Few are lucky enough to go wild these days. Under lockdown our horizons have shrunk. Beloved nature reserves and glorious national parks must wait until the quarantine is lifted. Yet the wild is coming to us. In Essex, deer roam a housing estate. In Llandudno, goats charge down the streets. In San Francisco, coyotes prowl the Golden Gate Bridge. Inner-city residents may see a bird of prey overhead for the first time, or notice flashes of colour from butterflies which usually shun their gardens.
Animals are moving into the spaces that humans have vacated, and we are unusually receptive to their arrival. When days seem so indistinct, the appearance of a new bird in a backyard suddenly seizes our attention. A morning walk through a quiet park may have replaced a commute on a packed bus. Birdsong is clearer now that the traffic has hushed.

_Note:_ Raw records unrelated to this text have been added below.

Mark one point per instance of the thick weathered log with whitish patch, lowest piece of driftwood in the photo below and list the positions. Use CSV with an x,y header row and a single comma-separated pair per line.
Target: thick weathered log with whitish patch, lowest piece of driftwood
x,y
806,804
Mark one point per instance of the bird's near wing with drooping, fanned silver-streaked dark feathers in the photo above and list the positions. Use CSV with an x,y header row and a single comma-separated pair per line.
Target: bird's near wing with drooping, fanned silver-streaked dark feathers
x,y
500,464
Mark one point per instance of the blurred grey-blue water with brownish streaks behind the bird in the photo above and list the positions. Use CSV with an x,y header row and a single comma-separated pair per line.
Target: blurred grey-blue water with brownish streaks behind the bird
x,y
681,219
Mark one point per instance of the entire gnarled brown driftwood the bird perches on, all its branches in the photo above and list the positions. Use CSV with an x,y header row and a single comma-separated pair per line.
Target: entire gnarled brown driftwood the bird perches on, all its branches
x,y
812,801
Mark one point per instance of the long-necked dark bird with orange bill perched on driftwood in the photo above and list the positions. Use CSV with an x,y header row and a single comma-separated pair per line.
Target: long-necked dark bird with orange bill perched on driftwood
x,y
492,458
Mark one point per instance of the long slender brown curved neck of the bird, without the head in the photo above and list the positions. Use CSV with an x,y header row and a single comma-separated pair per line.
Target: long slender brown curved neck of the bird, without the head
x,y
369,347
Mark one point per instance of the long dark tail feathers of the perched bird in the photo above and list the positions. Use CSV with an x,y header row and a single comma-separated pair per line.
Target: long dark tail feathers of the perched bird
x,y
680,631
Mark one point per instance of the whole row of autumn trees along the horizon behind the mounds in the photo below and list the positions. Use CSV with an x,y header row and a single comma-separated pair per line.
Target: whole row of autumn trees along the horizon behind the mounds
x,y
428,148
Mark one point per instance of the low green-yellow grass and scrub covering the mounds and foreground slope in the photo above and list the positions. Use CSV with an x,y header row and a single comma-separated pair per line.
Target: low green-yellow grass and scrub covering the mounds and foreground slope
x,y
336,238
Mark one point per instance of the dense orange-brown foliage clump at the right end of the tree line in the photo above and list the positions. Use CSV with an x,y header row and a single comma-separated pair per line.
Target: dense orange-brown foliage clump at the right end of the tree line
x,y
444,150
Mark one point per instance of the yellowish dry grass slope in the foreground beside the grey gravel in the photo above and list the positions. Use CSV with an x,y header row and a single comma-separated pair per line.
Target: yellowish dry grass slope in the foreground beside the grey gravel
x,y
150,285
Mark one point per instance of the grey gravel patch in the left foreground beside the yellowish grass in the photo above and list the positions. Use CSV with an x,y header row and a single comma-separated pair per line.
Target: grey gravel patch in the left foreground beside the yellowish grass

With quieter roads, the death toll of hedgehogs and other creatures is expected to fall. Grass verges, left uncut, will provide a home for wildflowers and a breeding ground for bugs and insects. Heavy machinery is parked up, leaving nests undisturbed.
Animal appearances seem to bring such joy to human hearts that some tales of returning wildlife – such as dolphins in Venice’s canals – have been exaggerated or confected. Nor is all the real news good. Much work to protect wildlife has slowed or stopped due to social distancing measures, and the nature conservation sector, often strapped for cash, is under increased pressure. In developing countries, the absence of tourism and monitoring groups may give a free rein to loggers and poachers who will see no more need to obey quarantine rules than any other laws. People already living close to the edge may be forced to exploit nature to survive as their work disappears.
Not all towns and cities are as blessed with parks as many British ones are, and even in the UK, the quantity and quality of green space varies widely. We have never thought so much about it: the lockdown is a painful reminder that people in deprived areas and those from BAME backgrounds have less access to public parks as well as being less likely to have private gardens. This is not inevitable. Both pocket parks and larger expanses can improve the mental and physical health of their users. Access to nature should not be a privilege.
When the pandemic is finally over, wildlife may vanish as fast as it emerged – and we may not really notice. The need to feed families may soon subsume broader considerations of wellbeing. Yet this strange and frightening interlude is reminding us that there may be better ways to arrange our lives. Plans for the UK’s great national parks were drawn up in the depths of the second world war as part of Labour’s plan for reconstruction. This crisis should stir a similar endeavour to bring urban green space to all.